I have a bash loop which is using a python program to loop over each identifier in a list (text file), to download genomes (files), I'm wondering whether there is a way I can link each file download to the id in the list, as the downloaded files have names which make it more difficult to use later on.
The loop in bash:
for i in $(more 'idpandas.txt'); do echo $i; ncbi-genome-download --format protein-fasta --species-taxid $i archaea,bacteria; done;
Is there anyway this is possible?
For sure there should be a way. But we need more information: which are the names of the files you are downloading?
for i in $(<idpandas.txt)
do
echo $i
ncbi-genome-download --format protein-fasta --species-taxid $i archaea,bacteria
ln -s $DOWNLOAD_NAME $i
done
BTW, don't use "more" in the loop list of elements, it is a pager, it will give you problems in this scenario. Doing the link is as easy as the "ln" line. I bet your problem is knowing which is the filename that is being generated. But that is something we don't even know, either.

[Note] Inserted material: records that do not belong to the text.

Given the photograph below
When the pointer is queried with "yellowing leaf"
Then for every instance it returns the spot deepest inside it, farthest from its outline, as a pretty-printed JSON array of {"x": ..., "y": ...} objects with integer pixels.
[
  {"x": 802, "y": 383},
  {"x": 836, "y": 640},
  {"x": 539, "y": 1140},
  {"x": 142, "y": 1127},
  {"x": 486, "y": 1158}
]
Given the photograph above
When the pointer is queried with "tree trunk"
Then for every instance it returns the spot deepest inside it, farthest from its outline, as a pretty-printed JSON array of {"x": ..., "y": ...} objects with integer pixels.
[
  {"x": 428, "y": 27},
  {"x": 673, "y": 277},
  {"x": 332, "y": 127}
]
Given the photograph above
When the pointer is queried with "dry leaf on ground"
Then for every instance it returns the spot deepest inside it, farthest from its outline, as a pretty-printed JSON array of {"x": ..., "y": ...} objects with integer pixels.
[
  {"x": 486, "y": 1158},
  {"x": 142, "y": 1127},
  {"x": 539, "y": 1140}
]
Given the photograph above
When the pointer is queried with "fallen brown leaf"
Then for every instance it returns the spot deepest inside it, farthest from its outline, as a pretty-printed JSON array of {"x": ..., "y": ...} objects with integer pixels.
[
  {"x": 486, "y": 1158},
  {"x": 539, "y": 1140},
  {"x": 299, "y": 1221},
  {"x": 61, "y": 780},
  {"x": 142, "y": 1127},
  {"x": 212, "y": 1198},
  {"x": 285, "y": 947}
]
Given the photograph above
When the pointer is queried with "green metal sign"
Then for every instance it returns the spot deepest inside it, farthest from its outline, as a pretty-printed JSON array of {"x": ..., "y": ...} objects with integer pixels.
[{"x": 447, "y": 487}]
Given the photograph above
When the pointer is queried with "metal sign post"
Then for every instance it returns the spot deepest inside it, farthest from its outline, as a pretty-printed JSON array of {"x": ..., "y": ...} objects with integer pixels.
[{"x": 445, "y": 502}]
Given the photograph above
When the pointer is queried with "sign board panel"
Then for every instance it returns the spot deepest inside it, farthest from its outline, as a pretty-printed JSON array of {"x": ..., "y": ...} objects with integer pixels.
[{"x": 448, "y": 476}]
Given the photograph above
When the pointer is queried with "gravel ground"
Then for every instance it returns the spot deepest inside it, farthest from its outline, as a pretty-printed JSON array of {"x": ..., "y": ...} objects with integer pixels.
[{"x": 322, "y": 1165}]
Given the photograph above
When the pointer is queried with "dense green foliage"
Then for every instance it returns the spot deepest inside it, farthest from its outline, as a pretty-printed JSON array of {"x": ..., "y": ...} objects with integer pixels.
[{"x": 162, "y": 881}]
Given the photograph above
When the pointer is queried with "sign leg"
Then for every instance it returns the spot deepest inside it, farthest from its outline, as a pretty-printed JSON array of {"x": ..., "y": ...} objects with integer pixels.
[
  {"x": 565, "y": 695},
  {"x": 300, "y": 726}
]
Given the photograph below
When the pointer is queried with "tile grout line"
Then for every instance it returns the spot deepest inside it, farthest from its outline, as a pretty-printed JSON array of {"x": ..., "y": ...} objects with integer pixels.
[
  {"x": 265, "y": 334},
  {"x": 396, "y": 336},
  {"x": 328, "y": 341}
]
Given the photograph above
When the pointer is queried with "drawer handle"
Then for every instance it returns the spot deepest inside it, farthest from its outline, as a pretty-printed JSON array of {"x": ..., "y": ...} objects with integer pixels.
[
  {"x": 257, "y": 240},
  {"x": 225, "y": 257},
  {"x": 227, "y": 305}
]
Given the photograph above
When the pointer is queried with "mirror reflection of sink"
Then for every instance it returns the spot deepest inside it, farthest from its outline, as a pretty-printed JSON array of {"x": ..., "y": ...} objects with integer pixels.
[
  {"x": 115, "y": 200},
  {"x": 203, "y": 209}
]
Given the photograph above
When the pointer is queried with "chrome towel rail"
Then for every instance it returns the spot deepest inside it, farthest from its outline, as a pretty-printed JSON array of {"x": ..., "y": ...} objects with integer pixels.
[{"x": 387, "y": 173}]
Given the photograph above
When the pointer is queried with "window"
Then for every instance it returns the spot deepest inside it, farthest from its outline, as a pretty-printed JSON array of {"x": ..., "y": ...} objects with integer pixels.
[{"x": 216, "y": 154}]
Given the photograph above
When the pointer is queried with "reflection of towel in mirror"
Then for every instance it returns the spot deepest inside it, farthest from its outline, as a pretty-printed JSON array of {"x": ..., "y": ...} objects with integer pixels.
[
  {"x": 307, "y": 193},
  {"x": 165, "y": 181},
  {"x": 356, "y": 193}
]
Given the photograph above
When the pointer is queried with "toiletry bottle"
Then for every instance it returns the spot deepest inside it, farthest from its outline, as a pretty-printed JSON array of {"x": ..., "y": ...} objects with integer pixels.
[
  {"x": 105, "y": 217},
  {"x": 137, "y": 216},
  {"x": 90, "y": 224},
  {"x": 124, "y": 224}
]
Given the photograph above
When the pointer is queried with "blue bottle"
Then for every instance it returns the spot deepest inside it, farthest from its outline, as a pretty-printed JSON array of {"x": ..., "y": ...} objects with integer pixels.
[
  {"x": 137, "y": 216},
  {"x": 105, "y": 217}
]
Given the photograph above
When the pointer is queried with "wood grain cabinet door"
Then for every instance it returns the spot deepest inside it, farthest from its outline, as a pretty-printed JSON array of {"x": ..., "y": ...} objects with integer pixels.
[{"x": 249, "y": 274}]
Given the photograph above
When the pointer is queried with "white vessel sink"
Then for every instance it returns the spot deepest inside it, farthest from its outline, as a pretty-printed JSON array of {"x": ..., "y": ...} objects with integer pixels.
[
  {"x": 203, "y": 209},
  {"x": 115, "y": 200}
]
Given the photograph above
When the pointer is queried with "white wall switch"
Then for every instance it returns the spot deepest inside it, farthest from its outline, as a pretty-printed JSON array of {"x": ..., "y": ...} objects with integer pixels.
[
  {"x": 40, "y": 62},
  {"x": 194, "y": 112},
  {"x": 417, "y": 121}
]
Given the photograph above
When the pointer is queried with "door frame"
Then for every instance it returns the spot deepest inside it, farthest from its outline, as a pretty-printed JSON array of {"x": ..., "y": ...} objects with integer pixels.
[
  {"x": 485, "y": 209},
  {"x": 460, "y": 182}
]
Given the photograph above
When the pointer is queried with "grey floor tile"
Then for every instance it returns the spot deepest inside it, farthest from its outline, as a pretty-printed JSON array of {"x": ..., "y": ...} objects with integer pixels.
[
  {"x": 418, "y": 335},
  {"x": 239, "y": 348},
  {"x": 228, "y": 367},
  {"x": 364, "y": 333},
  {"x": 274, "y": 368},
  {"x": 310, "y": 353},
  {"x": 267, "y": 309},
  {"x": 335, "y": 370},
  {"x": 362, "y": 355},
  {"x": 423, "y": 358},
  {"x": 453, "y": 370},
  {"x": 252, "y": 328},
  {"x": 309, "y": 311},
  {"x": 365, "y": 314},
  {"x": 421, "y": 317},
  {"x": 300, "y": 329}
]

Using a dirty way as suggested in one of my comments, you can store the needed files under a folder with your ID. I don't know how your download script works, but I think the following code should do the trick:
for i in $(<idpandas.txt)
do
echo $i
mkdir $i
cd $i
ncbi-genome-download --format protein-fasta --species-taxid $i archaea,bacteria
cd ..
done
This should give you a bunch of folders named like the IDs in the idpandas.txt file, and inside every folder, the downloaded files by your tool.